There are valuable lessons to be learnt from this for the AI community, many of whom have correctly realized that algorithms are less important than data, but are currently rushing out to get as much training data as possible under the mistaken belief that quantity of data is more important than quality. In the same way that the HeLa cell infected thousands of other cell lines, it is also possible for bad data to contaminate machine learning, with mistakes growing exponentially quickly and infecting an entire training set, thereby leading to the development of wrong solutions, bad decision making, unethical AI, and any number of other crippling issues.
This is not to say that the machine learning and deep learning techniques that modern AI rely on do not need huge volumes of data, of course they do. AI algorithms rely on the data in their training sets to learn. Buying a commercial Machine Learning-as-service without having a plan or a budget for training data, is like trying to make cement without water. This importance is reflected in a number of surveys. According to Crowdflower’s 2017 Data Scientist report, ‘when asked to identify the biggest bottleneck in successfully completing AI projects, over half the respondents named issues related to training data ‘Getting good quality training data or improving the training dataset’ while less than 10% identified the machine learning code as the biggest bottleneck.’ Furthermore, they asked data scientists whether they would prefer to delete their machine learning code, delete their training data or break a leg. Accidentally deleting their training data was preferred by just 21%, compared to 28% for breaking a limb and 52% for deleting an algorithm.

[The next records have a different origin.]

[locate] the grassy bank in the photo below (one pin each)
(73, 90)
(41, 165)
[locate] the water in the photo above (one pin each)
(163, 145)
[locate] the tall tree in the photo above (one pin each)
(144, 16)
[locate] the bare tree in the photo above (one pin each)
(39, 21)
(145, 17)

Getting a large quantity of data together for a training set is fairly easy, ensuring that it is of high enough quality is of far greater importance. Better data does not mean more data. Cleaning, labeling and categorizing data isn't especially sexy, but it is critical, and Data scientists are having to spend the majority of their time doing it. One solution to this being touted that is becoming increasingly viable is synthetic data.

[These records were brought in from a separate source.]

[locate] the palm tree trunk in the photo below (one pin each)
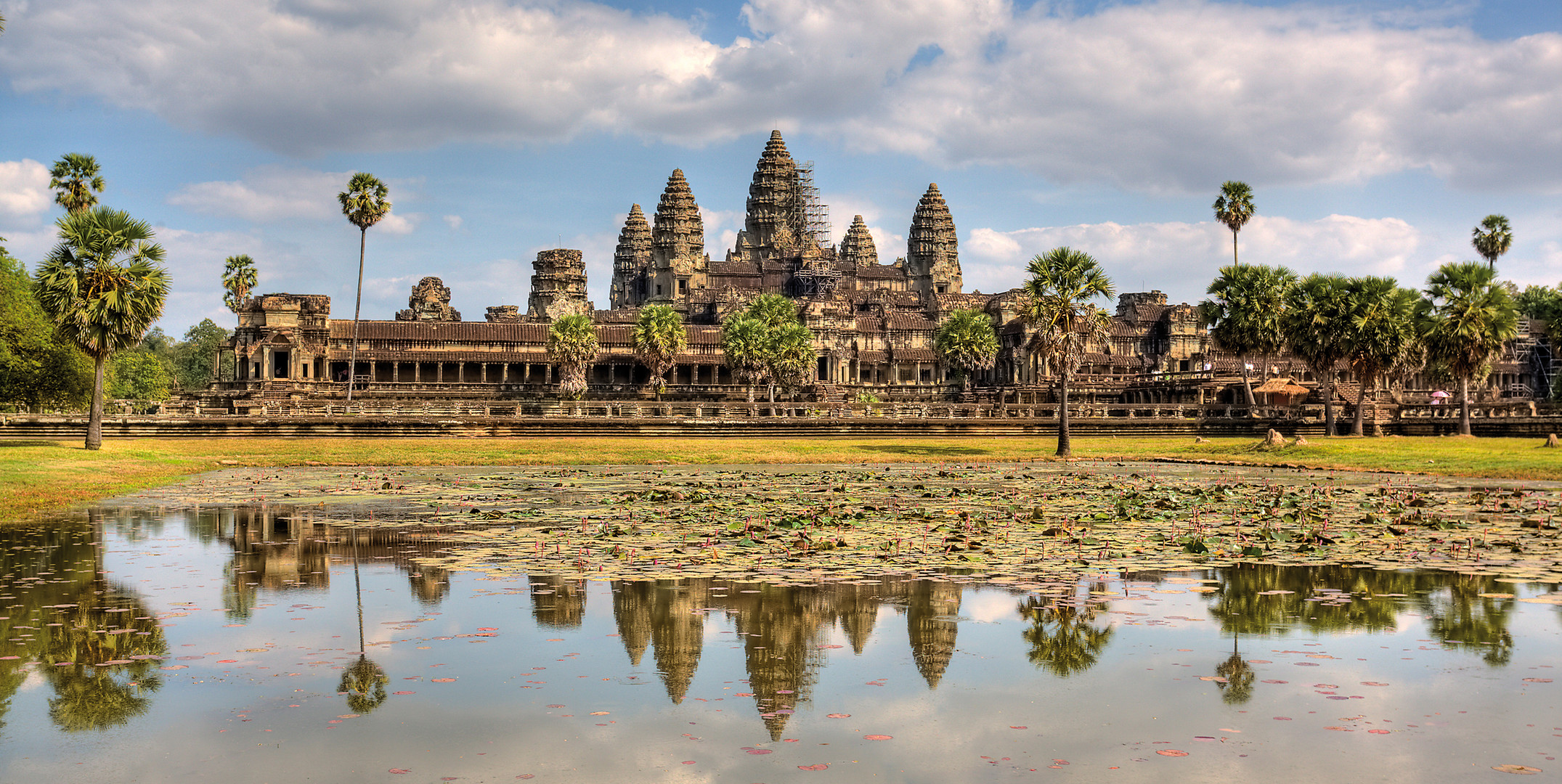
(1328, 401)
(1064, 447)
(96, 413)
(1247, 385)
(1464, 405)
(352, 359)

Synthetic data is artificially produced data that mimics more or less exactly the properties of real data. There are two primary ways to generate synthetic data, either by observing real-world statistic distributions from the original data and reproducing fake data by drawing simple numbers or by creating a physical model that explains the observed behaviour, then reproducing random data using this model. For example, if you applied a generative model built on a neural network to a series images of faces for the purposes of facial recognition, it would produce fake images of faces. This could be applied to a wide range of other data, establishing patterns and then producing something that fit into the range established. In this sense, it needs real datasets to work and will never be able to replace them entirely. No model will ever be able to generate examples of things it’s never seen real examples of before.

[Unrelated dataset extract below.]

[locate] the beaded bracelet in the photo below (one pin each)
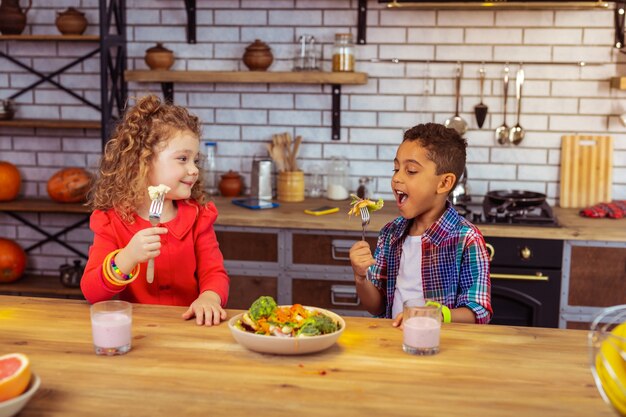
(109, 265)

Potentially, you could use synthetic examples from generative models alongside a small number of real examples to train a system as effectively as you could using a large number of real examples. This has a several advantages, providing more and hopefully cleaner data. Further, a large amount of synthetic data can be designed to reflect a fuller range of possibilities than may not otherwise be represented, rare situations that simply haven’t occurred in the sample.
One early stage startup making ground in the field is Automated DL. The Virginia-based company creates synthetic data by using generative models that create data that resembles or are in some way related to historical examples they’re trained on. CEO Jeff Schilling said, ‘We want the AI people to get there better, faster.’ It is currently applying it primarily to cybersecurity, but there is no reason it will not work in AI development across every field. We are still in extremely early stages when it comes to synthetic data, but with the dangers presented by contaminated datasets and the challenge inherent in cleaning them almost daily, it is a solution that definitely has legs and is one to keep an eye on.